Why can't we compute the lexicographically-least word of a given length on which a given TM halts?

Question

I had this question in my exam. but my answer is wrong(I didn't receive explanations why...) $$f(\langle M\rangle,1^n)=\left \{ \texttt{the lexicographically smallest } x\in\left \{ 0,1 \right \}^n \cap L(M) \texttt{ if } n>100\texttt{ and }L(M)\cap \left \{ 0,1 \right \}^n \neq\varnothing \texttt{, otherwise undefined}\right \}$$

I answered it is computable.
for input $(\langle M\rangle,1^{n})$ when $n \geq101$
I run the machine on all possible inputs in $\Sigma^{n}$ and output the first result when conditions are
met.

I was wrong and apparently the language is not computable. what did I miss?

Answer 1

Since for a given $n$, there are only finitely many strings in $\Sigma^n$, saying "run $M$ on all words from $\Sigma^n$" does make sense. But we need to be somewhat careful about the details here.

1. We could run $M$ on all $w \in \Sigma^*$ in parallel. If we do that, then (assuming that $M$ halts on at least one of them, which we may do here), there is a first word for which we learn that $M$ halts on it. But "first" here refers to our particular simulation, and to how long $M$ takes on the various words. This will generally not be the lexicographically first word; so this is not doing the job.

2. We could run $M$ on the words $w \in \Sigma^*$ in lexicographic order. But now, if $M$ doesn't halt on $0^n$, we never proceed beyond this particular simulation.

To prove that the function is indeed non-computable, mirror the proof of Rice' theorem.

Answer 2

Consider this version of the halting problem: given $T$, decide whether $T(\varepsilon)$ halts (where $\varepsilon$ denotes the empty string).

Let $\overline{0}$ (resp. $\overline{1}$) be the string containing $101$ zeros (resp. ones) and suppose towards a contradiction that your function is computable. Then, given $T$ you can construct a Turing machine $M_T$ that behaves as follows on input $x$:

• If $x\neq \overline{0}$ then $M_T(x)$ accepts;
• Otherwise $M_T(x)$ simulates $T(\varepsilon)$, and when (if) $T(\epsilon)$ halts $M_T(x)$ accepts.
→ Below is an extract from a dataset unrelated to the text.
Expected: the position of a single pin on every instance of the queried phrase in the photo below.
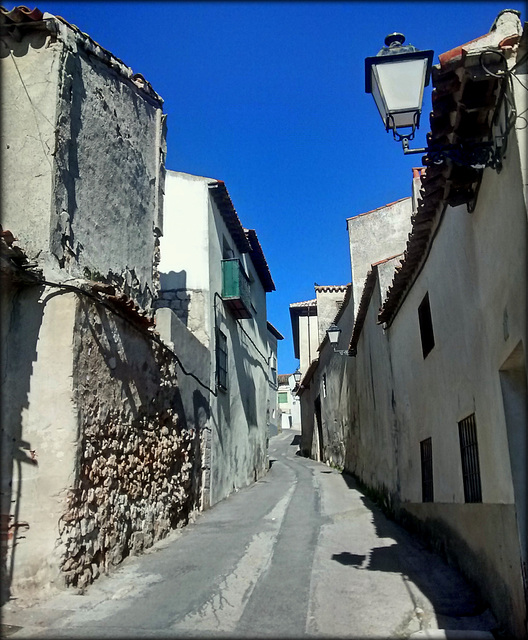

It is easy to see that $f(\langle M_T \rangle, \overline{1}) = \overline{0}$ if $T(\varepsilon)$ halts and $f(\langle M_T \rangle, \overline{1}) = \underbrace{00\dots0}_{100 \mbox{ times}}1$ if $T(\varepsilon)$ does not halt.

Since $f$ is computable by hypothesis, we can decide the halting problem by computing $f(\langle M_T \rangle, \overline{1})$ and accepting iff $f(\langle M_T \rangle, \overline{1}) = \overline{0}$. This is a contradiction.